McComb finally seems to have positioned the company to his liking.

“The last six months have been very different,” the ceo said, a Fifth & Pacific logo spinning behind him on his desktop screen saver. “The best way to express it is a shift from being 75 percent defense to 75 percent offense.”

Kate Spade, with comparable sales per square foot at $989 for the past 12 months, is charging ahead, as Lucky Brand found its footing with sales of $448 a square foot.

New Juicy Couture product was introduced this year, the brand’s sales are at $661 a square foot and McComb said the business is about a year behind Lucky in its reinvention.

Like everyone else in the industry, McComb has taken note of Michael Kors Holdings Ltd.’s initial public offering and its market capitalization of $7.75 billion and said his company can grab a bigger part of the booming handbag business.

“[The consumer’s] putting more of her apparel and accessories dollars into what I would call ‘investment-grade handbags,’” McComb said. “I think it has another five- to 10-year run in it. I see all ships rising with the growth of fast-growing brands like Kate and Michael Kors.

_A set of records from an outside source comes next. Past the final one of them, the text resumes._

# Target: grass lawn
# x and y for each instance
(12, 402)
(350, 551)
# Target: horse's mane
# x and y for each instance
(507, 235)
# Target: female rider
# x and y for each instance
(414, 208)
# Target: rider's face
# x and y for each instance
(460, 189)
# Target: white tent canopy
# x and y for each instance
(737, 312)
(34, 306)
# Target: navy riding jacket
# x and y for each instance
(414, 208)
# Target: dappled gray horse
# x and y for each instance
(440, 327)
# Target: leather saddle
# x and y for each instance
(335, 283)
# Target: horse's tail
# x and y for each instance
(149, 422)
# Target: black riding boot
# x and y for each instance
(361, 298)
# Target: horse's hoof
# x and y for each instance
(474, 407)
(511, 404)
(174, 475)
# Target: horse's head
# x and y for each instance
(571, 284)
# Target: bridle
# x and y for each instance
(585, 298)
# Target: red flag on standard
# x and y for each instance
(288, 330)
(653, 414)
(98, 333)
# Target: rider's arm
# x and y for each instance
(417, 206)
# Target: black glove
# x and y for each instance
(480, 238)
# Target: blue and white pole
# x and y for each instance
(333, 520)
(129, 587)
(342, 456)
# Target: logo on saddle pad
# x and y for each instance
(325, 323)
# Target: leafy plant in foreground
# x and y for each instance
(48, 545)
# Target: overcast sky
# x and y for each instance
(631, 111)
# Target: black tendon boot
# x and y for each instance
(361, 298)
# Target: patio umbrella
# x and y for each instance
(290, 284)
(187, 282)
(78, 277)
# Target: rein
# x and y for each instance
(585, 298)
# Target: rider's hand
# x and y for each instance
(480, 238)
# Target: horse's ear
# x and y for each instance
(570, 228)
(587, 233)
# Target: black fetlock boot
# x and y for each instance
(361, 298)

I think you’ll see Juicy stake out some really nice territory there over the next two to three years.”

The sweet spot for the investment-grade handbag is the $298 to $498 price range, he said.

McComb said Fifth & Pacific’s results would ultimately speak for themselves.

“There were some tough times,” he admitted of his tenure. “I’ve never minded being underestimated. I would much rather be the underdog in a situation or to be discounted and misunderstood.…It’s very important that as a lead of a company that you lean into a future, that you actually are driving an organization toward something and not from something.”